If we had the frequencies I'd actually like, after moving the LSL into its correct and traditional earlier slot, we'd have another train (the Commodore Vanderbilt?) which looked more like this:
Westbound
depart NY 8:40 PM
depart Boston 5 PM
(nighttime through upstate New York)
depart Buffalo 5 AM
depart Cleveland 8:45 AM
arrive Chicago 2:45 PM
Eastbound
depart Chicago in the morning
depart Cleveland in the evening
depart Buffalo late night
(nighttime through upstate New York)
arrive New York morning AM
arrive Boston midday
This would serve Indiana & Ohio; or perhaps better, Michigan and Ohio.
If you must have a "cleanup train", the Capitol Limited is currently the best candidate for a "cleanup train" due to its poor ridership from intermediate points on the line. Of course, with the Cap/Pennsy through cars, that would change.
If we had real funding:
-- Restore the LSL schedule, but reroute it through Michigan (after upgrading the Toledo-Detroit track)
-- Restore the Broadway Limited on a suitable schedule which serves Pennsylvania and Indiana well -- ideally via Fort Wayne
-- Run a separate set of schedules designed to serve Ohio in daytime from all three directions
-- Convert the Capitol Limited into the "cleanup train".

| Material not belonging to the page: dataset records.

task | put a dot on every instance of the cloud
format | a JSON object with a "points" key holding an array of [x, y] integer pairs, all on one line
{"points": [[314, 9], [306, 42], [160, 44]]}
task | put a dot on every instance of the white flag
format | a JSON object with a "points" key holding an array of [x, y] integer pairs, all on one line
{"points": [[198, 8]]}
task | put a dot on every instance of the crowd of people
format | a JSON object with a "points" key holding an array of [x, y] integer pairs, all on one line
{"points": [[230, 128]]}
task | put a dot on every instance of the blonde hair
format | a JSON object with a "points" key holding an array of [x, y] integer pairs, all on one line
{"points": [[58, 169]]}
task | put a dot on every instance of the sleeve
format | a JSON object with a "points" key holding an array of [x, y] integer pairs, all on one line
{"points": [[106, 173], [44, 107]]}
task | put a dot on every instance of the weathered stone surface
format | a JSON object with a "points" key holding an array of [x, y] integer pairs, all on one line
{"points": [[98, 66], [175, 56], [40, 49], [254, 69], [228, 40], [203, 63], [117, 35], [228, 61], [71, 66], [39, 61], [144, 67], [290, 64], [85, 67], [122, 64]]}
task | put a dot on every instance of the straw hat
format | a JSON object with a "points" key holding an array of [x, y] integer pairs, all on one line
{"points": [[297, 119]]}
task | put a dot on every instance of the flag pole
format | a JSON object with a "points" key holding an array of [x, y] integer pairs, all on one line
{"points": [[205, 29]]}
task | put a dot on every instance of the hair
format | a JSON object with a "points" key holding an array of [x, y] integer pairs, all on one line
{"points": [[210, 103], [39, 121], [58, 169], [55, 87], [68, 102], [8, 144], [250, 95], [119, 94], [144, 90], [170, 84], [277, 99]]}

Or if you have a CHI-PGH-PHL-NYP on a schedule where it would arrive in PGH before midnight and arrive in PHL the next morning that could help passengers who get stranded in CHI. So if the LSL leaves at 6:30-7pm ish and you miss it, it still sucks for you. But if the CHI-PHL-NYP train leaves around noon the next day as opposed to 6:30-7, it's still six hours better than now.
Or better yet if there's a morning departure from Chicago to the East Coast. Yes.More trains spread out across the day are definitely better.